Perhaps you have looked up at the sky on a clear night and seen thousands and thousands of stars. Most of these stars form their solar systems very much like ours, and you may have thought that somewhere, out there in the vast and endless universe, there is an intelligent being, just like you, asking the same question. Is there life outside of Earth?
Author: Luka Takki
This question has been one of the big questions humanity has probably always asked itself, and today with the help of modern telescopes and the over 5000 exoplanets already discovered, we can be pretty sure to say, yes. There most likely is some kind of life outside of Earth. Maybe not always multicellular, but basic life can form overall pretty easily.
Let’s now leave this question and think about something completely else, something you have never asked yourself. What if we have the same ancestors as some species billions of light years away on the other edge of the universe? Now, of course, if we had asked this question a hundred years ago, everyone would have laughed at us, but today, that is very much possible.
When the universe first formed in the Big Bang around 13.8 billion years ago, it was very small and very hot. The particles we know today were still forming, and it was way too hot for any life. After the universe continued expanding and cooling. Today, space is around as cold as -273 degrees Celsius, but in those years of cooling, there must have been a time when liquid water was present everywhere in the universe. Life could have formed anywhere in space, not just on planets with the right conditions.

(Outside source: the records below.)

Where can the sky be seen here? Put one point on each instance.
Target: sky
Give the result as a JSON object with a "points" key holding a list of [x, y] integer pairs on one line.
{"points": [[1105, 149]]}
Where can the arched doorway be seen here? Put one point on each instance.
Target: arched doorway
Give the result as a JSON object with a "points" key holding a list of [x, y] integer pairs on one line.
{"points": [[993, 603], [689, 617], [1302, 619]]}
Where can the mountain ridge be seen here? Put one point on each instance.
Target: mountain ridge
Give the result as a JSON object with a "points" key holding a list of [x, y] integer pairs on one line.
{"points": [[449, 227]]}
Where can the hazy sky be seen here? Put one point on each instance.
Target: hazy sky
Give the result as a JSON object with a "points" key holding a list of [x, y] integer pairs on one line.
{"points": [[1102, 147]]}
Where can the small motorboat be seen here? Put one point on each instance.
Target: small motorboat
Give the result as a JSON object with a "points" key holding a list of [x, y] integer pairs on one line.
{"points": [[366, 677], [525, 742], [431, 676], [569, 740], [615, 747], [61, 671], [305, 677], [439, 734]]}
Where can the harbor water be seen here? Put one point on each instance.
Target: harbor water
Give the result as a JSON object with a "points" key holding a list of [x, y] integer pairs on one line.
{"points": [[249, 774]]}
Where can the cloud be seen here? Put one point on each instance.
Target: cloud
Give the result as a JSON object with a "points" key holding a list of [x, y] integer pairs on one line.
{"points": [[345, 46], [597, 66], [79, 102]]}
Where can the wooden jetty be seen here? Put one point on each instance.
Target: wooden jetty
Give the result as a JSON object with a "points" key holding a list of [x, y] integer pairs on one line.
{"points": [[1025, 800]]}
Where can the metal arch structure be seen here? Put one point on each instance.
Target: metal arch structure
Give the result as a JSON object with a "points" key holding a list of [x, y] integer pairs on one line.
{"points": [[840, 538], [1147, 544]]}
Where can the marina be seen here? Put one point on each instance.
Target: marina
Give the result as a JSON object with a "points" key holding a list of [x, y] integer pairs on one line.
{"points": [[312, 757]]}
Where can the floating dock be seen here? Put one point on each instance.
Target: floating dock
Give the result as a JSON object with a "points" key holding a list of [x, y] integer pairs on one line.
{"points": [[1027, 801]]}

This might have been the time when life formed, maybe just once, and was then carried by meteorites to other planets. Some of them were hostile where life couldn’t exist, but some of them were suitable for it, like our very young Earth at the time.
When the Earth formed, it was a lava planet and impossible for any life to exist or form. Most of the water we know today wasn’t present yet, at least not in the oceans. When we look back in time at the very first beings, we see that while they all only consisted of one cell, they were still very, very complex, so complex that they couldn’t possibly have had time to develop so fast, except if they came from somewhere else.
Our Earth in its early days was constantly bombarded by meteorites, and most of our water comes from our big friend Jupiter. That’s why we should look at ourselves from another perspective. Maybe we are the aliens here, and somewhere out there is our real home, where we developed.